A deal to settle a 27-year-old dispute between Greece and Macedonia that comes to the Greek parliament for ratification this week provides a rare achievement to celebrate in the Western Balkans, says The Financial Times in an article published Tuesday. Macedonia has been stuck in an economic and geopolitical no man’s land since it was carved out of a collapsing Yugoslavia in 1991. Many Greeks suspected a new nation calling itself Macedonia harboured territorial ambitions over parts of the northern Greek region of the same name. Spurred by frequent public protests, Greek politicians have long thwarted Skopje’s ambitions to join NATO and the EU for refusing to drop the name, leaving Macedonia’s 2m people with little prospect of economic improvement and no guarantee of its security.

Macedonia’s nationalist leader for a decade from 2006, Nikola Gruevski, tried to put pressure on Athens by manufacturing a spurious ancient Macedonian heritage for his nation, renaming airports and stations and erecting statues of Alexander the Great and Phillip II of Macedon. This crude exercise in nation-building further infuriated Greeks while helping distract Macedonians’ attention from official corruption and mismanagement. The ousting of Mr Gruevski and the election of Zoran Zaev, his centre-left rival, opened the way to a compromise and to his credit, Alexis Tspiras, Greece’s leftwing prime minister, took it despite widespread Greek opposition. In June last year, the two men signed an accord on the shores of Lake Prespa, renaming the country the Republic of North Macedonia, recognising its language and culture, clarifying its lack of ancient Macedonian heritage and removing any irredentist references in school history books.

The name dispute would be treated as an eccentric anachronism were it not hanging over a part of Europe that is still a powder keg of ethnic tensions and geopolitical rivalries. Russia, seeking to rebuild its influence in the Balkans, attempted to stir up opposition to the deal in both countries. In 2016, Moscow was alleged to have plotted a coup attempt in nearby Montenegro aimed at thwarting its accession to Nato. On a visit to Belgrade last week, President Vladimir Putin revealed that Serbia was close to agreeing a pact with the Eurasian Economic Union, a Moscow-led club, which would be incompatible with EU membership.

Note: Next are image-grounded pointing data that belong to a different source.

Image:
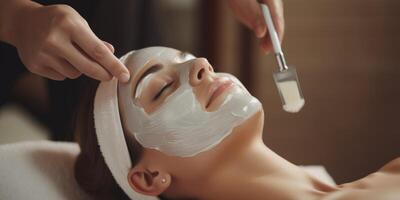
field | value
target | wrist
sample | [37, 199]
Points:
[13, 17]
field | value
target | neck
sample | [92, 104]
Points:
[255, 172]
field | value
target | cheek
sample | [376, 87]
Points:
[201, 95]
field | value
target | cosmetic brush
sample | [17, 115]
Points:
[286, 78]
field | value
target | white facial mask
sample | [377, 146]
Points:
[180, 127]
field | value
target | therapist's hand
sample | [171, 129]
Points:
[57, 43]
[249, 13]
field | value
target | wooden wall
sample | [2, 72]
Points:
[347, 54]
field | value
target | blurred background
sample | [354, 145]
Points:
[346, 54]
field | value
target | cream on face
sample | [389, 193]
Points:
[180, 126]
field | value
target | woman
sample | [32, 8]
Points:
[191, 133]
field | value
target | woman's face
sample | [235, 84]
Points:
[183, 112]
[157, 77]
[177, 104]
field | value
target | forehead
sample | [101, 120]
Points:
[136, 60]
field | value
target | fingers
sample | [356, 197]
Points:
[50, 73]
[100, 53]
[84, 64]
[63, 67]
[109, 46]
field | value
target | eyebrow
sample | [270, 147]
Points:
[150, 70]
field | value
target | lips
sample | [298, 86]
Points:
[218, 87]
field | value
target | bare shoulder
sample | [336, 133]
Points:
[383, 185]
[392, 167]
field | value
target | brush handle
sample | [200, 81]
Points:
[271, 29]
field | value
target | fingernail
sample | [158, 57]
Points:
[124, 77]
[259, 31]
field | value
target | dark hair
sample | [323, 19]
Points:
[91, 171]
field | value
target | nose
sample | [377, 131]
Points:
[200, 70]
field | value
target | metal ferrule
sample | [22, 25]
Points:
[281, 61]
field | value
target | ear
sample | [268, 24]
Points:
[149, 181]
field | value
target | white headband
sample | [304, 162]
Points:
[111, 137]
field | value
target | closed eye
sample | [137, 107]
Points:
[162, 90]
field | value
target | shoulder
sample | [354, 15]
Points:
[392, 167]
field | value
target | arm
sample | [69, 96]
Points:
[56, 42]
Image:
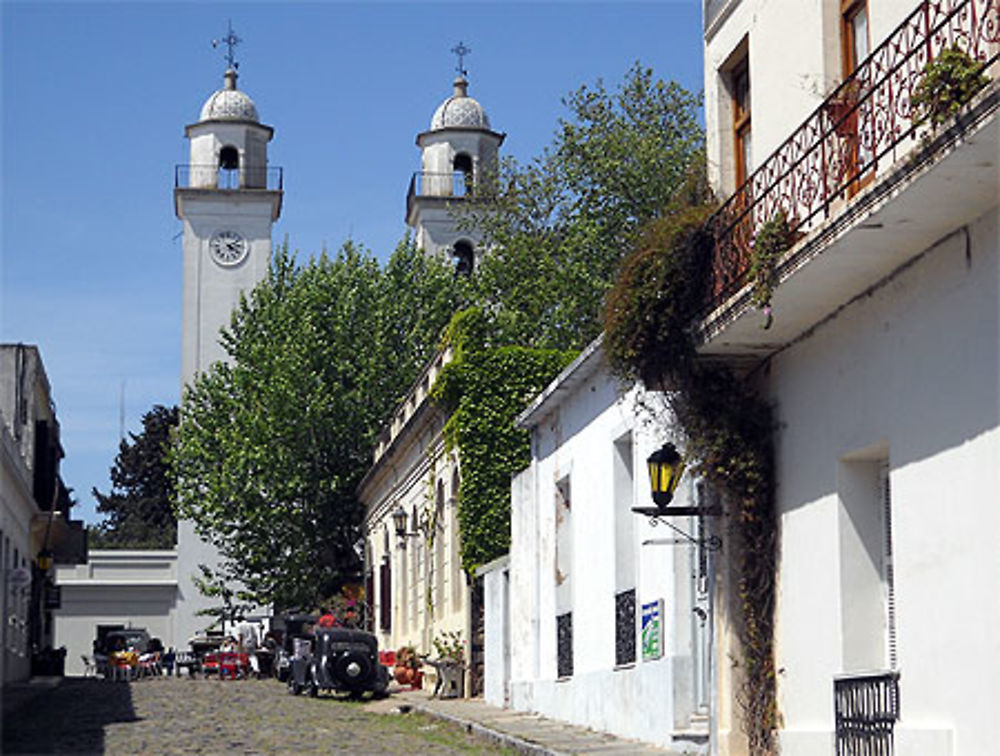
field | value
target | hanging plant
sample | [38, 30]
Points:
[771, 241]
[727, 425]
[948, 82]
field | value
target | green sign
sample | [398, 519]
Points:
[652, 630]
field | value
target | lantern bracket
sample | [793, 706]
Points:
[657, 515]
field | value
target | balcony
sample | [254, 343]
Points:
[863, 189]
[442, 186]
[213, 177]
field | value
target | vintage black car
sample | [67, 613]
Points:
[342, 660]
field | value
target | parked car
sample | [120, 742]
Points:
[125, 639]
[341, 660]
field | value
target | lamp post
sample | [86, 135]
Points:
[666, 466]
[399, 519]
[665, 469]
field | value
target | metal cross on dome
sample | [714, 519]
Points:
[461, 51]
[230, 41]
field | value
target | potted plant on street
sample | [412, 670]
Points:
[450, 665]
[407, 671]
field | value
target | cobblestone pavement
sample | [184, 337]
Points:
[171, 715]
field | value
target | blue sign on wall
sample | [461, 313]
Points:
[652, 630]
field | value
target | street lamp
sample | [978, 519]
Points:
[399, 520]
[665, 469]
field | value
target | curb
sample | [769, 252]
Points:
[487, 733]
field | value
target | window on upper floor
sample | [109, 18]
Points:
[854, 34]
[740, 82]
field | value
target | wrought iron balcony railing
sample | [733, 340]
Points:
[430, 184]
[214, 177]
[863, 127]
[866, 708]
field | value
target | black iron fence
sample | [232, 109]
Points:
[866, 708]
[213, 177]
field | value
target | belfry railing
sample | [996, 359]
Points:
[863, 127]
[268, 178]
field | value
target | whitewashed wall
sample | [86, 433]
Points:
[131, 588]
[794, 53]
[909, 373]
[574, 435]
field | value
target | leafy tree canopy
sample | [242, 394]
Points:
[138, 509]
[558, 226]
[273, 443]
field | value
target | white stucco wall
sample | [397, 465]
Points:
[116, 587]
[646, 700]
[429, 595]
[794, 53]
[909, 371]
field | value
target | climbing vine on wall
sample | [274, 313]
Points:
[484, 388]
[727, 425]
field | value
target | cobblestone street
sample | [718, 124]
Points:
[184, 716]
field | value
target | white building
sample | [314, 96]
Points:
[457, 153]
[227, 198]
[418, 590]
[34, 511]
[569, 611]
[115, 588]
[882, 361]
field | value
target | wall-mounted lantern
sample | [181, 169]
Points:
[399, 521]
[665, 469]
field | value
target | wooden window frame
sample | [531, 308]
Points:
[741, 117]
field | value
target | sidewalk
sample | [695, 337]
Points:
[524, 732]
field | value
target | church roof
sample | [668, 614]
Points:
[229, 103]
[460, 110]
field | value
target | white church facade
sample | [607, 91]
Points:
[228, 198]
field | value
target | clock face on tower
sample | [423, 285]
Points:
[228, 248]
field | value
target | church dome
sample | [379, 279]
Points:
[229, 103]
[460, 110]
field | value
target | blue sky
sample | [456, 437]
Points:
[95, 98]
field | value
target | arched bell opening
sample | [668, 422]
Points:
[229, 167]
[465, 257]
[462, 166]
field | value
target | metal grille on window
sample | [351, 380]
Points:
[866, 708]
[625, 627]
[564, 644]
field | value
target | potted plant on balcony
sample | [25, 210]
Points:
[948, 82]
[842, 108]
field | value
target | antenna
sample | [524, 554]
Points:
[461, 51]
[121, 413]
[230, 41]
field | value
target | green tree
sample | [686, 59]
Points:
[273, 443]
[557, 227]
[138, 509]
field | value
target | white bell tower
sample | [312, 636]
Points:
[227, 197]
[459, 150]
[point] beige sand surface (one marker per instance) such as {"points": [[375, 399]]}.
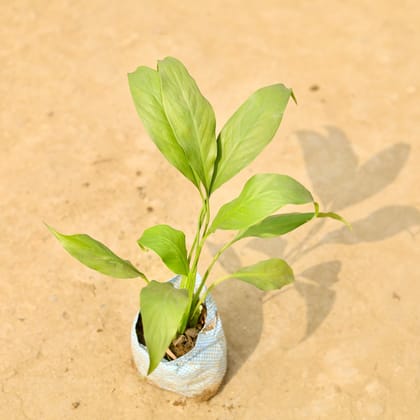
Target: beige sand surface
{"points": [[344, 341]]}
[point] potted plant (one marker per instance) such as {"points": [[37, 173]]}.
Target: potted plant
{"points": [[177, 335]]}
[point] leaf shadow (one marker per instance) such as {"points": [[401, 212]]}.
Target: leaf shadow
{"points": [[339, 180]]}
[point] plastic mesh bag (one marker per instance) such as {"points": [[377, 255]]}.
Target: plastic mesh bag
{"points": [[197, 373]]}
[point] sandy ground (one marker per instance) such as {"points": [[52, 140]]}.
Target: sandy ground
{"points": [[343, 342]]}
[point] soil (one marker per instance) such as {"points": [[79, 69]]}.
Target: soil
{"points": [[181, 344], [342, 342]]}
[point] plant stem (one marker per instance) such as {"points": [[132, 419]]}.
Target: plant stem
{"points": [[197, 302]]}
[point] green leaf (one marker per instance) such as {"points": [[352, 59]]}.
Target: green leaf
{"points": [[162, 307], [190, 116], [262, 195], [266, 275], [169, 244], [97, 256], [249, 130], [276, 225], [146, 92]]}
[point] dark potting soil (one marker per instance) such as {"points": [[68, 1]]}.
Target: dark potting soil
{"points": [[181, 344]]}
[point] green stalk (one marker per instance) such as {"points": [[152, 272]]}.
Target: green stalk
{"points": [[197, 301], [194, 254]]}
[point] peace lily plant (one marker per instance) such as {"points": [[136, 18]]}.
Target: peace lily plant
{"points": [[181, 122]]}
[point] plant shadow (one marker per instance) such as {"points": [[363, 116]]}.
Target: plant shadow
{"points": [[339, 181]]}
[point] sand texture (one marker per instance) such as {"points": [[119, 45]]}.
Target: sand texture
{"points": [[343, 342]]}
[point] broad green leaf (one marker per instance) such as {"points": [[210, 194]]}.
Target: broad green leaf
{"points": [[162, 307], [249, 130], [276, 225], [97, 256], [190, 116], [169, 244], [146, 92], [266, 275], [262, 195]]}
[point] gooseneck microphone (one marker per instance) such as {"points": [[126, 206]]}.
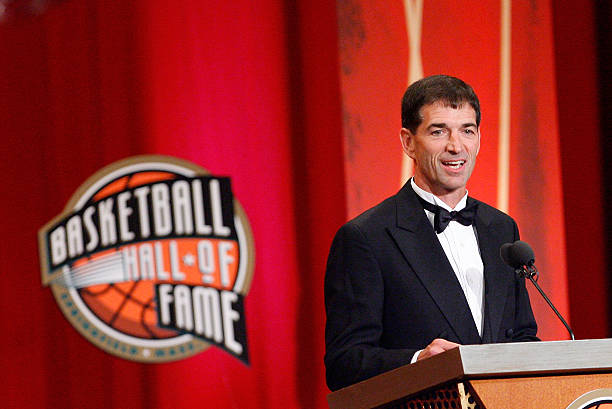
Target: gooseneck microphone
{"points": [[520, 256]]}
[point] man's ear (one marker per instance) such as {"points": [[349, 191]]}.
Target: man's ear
{"points": [[407, 139]]}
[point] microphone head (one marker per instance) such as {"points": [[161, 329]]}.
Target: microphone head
{"points": [[517, 254], [504, 252]]}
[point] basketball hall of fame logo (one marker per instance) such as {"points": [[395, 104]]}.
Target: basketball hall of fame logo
{"points": [[151, 260]]}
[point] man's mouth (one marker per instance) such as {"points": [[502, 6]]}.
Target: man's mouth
{"points": [[453, 164]]}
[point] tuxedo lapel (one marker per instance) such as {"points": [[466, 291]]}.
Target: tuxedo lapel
{"points": [[496, 277], [421, 248]]}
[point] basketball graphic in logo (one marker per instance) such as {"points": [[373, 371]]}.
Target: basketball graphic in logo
{"points": [[151, 260]]}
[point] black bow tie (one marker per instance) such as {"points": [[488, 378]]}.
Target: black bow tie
{"points": [[443, 217]]}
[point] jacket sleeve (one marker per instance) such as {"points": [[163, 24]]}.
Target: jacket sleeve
{"points": [[354, 291]]}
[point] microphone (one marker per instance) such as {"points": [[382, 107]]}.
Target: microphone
{"points": [[520, 256]]}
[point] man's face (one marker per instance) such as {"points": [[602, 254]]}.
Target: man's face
{"points": [[444, 148]]}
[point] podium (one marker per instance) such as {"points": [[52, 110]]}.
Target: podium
{"points": [[546, 375]]}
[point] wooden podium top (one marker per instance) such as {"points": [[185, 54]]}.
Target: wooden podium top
{"points": [[478, 362]]}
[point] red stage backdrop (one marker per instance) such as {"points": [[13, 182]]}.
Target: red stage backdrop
{"points": [[298, 103]]}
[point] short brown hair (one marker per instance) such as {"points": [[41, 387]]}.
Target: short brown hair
{"points": [[444, 88]]}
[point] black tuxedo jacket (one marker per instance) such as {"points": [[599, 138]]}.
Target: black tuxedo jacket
{"points": [[390, 290]]}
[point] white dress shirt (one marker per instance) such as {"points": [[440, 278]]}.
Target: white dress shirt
{"points": [[461, 247]]}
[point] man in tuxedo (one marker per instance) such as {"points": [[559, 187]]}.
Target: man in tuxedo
{"points": [[420, 273]]}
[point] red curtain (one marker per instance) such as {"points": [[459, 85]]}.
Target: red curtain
{"points": [[304, 119]]}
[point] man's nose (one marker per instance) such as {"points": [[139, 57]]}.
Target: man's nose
{"points": [[454, 142]]}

The US and the EU, meanwhile, have stepped up their efforts to anchor the region more firmly in the west. The EU has opened up the prospect of membership for six Balkan states by 2025. US and European officials filed through Skopje last autumn to support the Prespa accord ahead of an advisory referendum. The vote showed overwhelming support for the deal, though on low turnout. Mr Zaev pressed ahead and the deal was passed earlier this month in Macedonia’s parliament. Now it is Greece’s turn. Mr Tsipras appears to have scraped together the numbers he needs for ratification. Despite howls of condemnation from nationalists and the centre-right opposition, the deal looks set to pass after To Potami, a small centre-left party, said its MPs would have a free vote.

PM Tsipras came to power in Greece as a populist, promising to voters he would rip up painful EU and IMF austerity measures which he then proceeded to implement. His principled support for a Macedonia deal could cost him heavily in elections due later this year. Neither he nor Mr Zaev appears to have established a broad majority among the public or political elites for this deal, which will need strengthening in the years to come. But it is the right choice for Greece, the Balkans and Europe, reads the Financial Times article.